Гаврош, полный вдохновения, сияющий, взял на себя задачу наладить дело. Он сновал взад и вперед, поднимался, спускался, снова поднимался, шумел, сверкал радостью. Казалось, он явился сюда для того, чтобы всех подбадривать. Была ли у него для этого какая-нибудь побудительная причина? Да, конечно, — его нищета. Были ли у него крылья? Да, конечно, — его веселость. Это был какой-то вихрь. Гавроша видели непрерывно, его слышали непрестанно. Он как бы наполнял собою воздух, присутствуя одновременно всюду. То была своего рода вездесущность, почти раздражающая; он никому не давал передышки. Огромная баррикада чувствовала его на своем хребте. Он приставал к бездельникам, подстегивал ленивых, оживлял усталых, досаждал медлительным, веселил одних, вдохновлял других, сердил третьих, всех расшевеливал, жалил студента, язвил рабочего; он останавливался, присаживался, снова убегал, носился над всей этой суматохой и работой, прыгал от одних к другим, жужжал, звенел и изводил всю упряжку, — настоящая муха, суетившаяся возле исполинской колесницы Революции.

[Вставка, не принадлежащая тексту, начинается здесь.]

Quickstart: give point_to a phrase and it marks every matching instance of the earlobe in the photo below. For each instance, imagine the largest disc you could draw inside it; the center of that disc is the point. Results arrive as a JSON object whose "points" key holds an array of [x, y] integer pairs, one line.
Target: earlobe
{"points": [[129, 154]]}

Его маленькие руки действовали без устали, а маленькое горло неустанно исторгало крики:
— Смелей! Давай еще булыжника! Еще бочек! Еще какую-нибудь штуку! Где бы ее взять? Вали сюда корзинку со щебнем, заткнем эту дыру. Она совсем маленькая, ваша баррикада. Ей надо подрасти. Бросай в нее все, швыряй в нее все, втыкай в нее все! Ломайте дом. Баррикада — это окрошка из всякой крошки. Глянь-ка, вон застекленная дверь!
Один из работавших воскликнул:
— Застекленная дверь! На что она, по-твоему, нужна, пузырь?
— Подумаешь, сам богатырь! — отпарировал Гаврош. — Застекленная дверь на баррикаде — превосходная вещь! Атаковать баррикаду она не мешает, а взять помешает. Разве вам никогда не приходилось воровать яблоки и перелезать через стену, где понатыкано донышек от бутылок? Стеклянная дверь! Да она срежет все мозоли на ногах национальной гвардии, когда та полезет на баррикаду! Черт побери, со стеклом не шутите! Эх, плохо вы соображаете, приятели!